My Father didn’t go to his girlfriends that weekend and I missed the fight, but I knew Tyson would of course dominate. A couple days later, my Dad told me that Mike Tyson lost and I couldn’t believe it. I was in shock, and I saw the fight the following weekend and couldn’t believe it, Iron Mike Tyson was stopped by Buster Douglas. Even though Douglas basically dominated Tyson the entire fight ( except for the one round Douglas got knocked down in), it was probably the biggest upset in boxing history.
Mike Tyson only dominated the Heavyweight Division for a short period of time, but Mike Tyson has the Sandy Koufax effect. Koufax dominated MLB for 4 years like no other. He is one of the greatest pitchers ever because of that run. Mike Tyson is similar, he had a short run at the top, but that Run was legendary. Mike Tyson captured people’s imagination like few athletes in history ever have.
Back in the mid to late 1980’s, my Dad and I listened to every NY Mets game on the radio and listened to the Happy Recap more often then not. “Put it in the Books”, What was the saying after the Mets Won a game.
One of the beautiful things when baseball and boxing reign supreme is in these rich history, the statistics kept in baseball and boxing are second to none.

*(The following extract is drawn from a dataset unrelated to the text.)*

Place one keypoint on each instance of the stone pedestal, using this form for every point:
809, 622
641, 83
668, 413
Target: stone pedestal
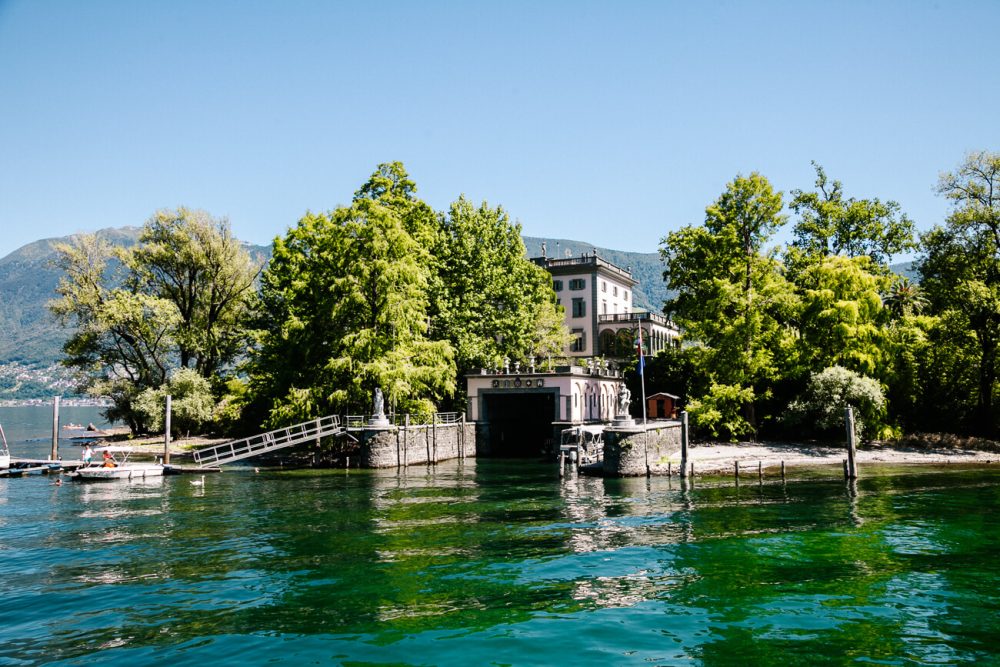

I enjoyed studying old timers like Stan Musial, Ted Williams and Ernie Banks, “let’s play two”. Boxing in every way has that wonderful history and the older you get, you become a library of what you have seen.
I read a saying years ago staying whenever someone elderly dies, so does a library.
Julio Cesar Chavez is probably the Boxer that set the bar for being the best. Any champion knew that if they were mentioned in the same paragraph as Julio Cesar Chavez, that they were on the top pound for pound list. Undefeated Champion Chavez has an unbelievable record. Then along comes this kid, also an undefeated champion. A skilled quick American boxing genius. His name, Pernell Sweet Pea Whitaker.
Pernell Whitaker was beating all comers. Whitaker’s will and focus was at a level, he couldn’t lose. The only way to lose inside the ring is for him to mess with things outside the ring. I don’t know how much drugs or alcohol hurt Whitaker, no one will ever know what his true potential could’ve been.
Whitaker already a champion and my favorite boxer, captured the boxing fans after fighting Zoom Zoom, the Terrible Warrior Azumah Nelson. I think the fight with Azumah Nelson sealed the deal of how truly special Whitaker was. In the great words of Pernell Whitaker, “don’t get me motivated”
Then the big showdown happened, it didn’t get any bigger then my favorite boxer, Pernell Whitaker who refused to lose against the greatest, the legend and the best in the entire sport, Julio Cesar Chavez. They fought to a draw as both men gave it everything they had. But everyone and there mother new that night, Pernell Whitaker was the best in the World.
In the NBA, after Bird and Magic, the Bad Boys took over for a couple of years till another Michael game along. When Jordan played, it was him and then everybody else, Nobody was ever near his level, plain and simple.
In the NFL is was Joe Montana and Jerry Rice putting on a show and don’t forget the great defense’s of the Bears, Giants and Niners.
Fast forwarding then Oscar De La Hoya took the sport over with more epic matches that can be counted. What a warrior taking on all comers.
Now a Man in my 40’s having a wonderful wife and three teenage boys, having traveled and had adventures to my hearts desire. Besides being thankful to God and happy to be alive, enjoying every second of breath, there isn’t much for me to go nuts about. But when I met Pernell Whitaker, I was like a kid in a candy store, I was a man that just won the big Mega-Millions jackpot.
I don’t know maybe things are just much bigger when your a kid. When your imagination runs wild and you think your Superman. You think your unstoppable.
Boxing and Baseball, Legendary History And stats that will keep families talking and enjoying conversation for all time.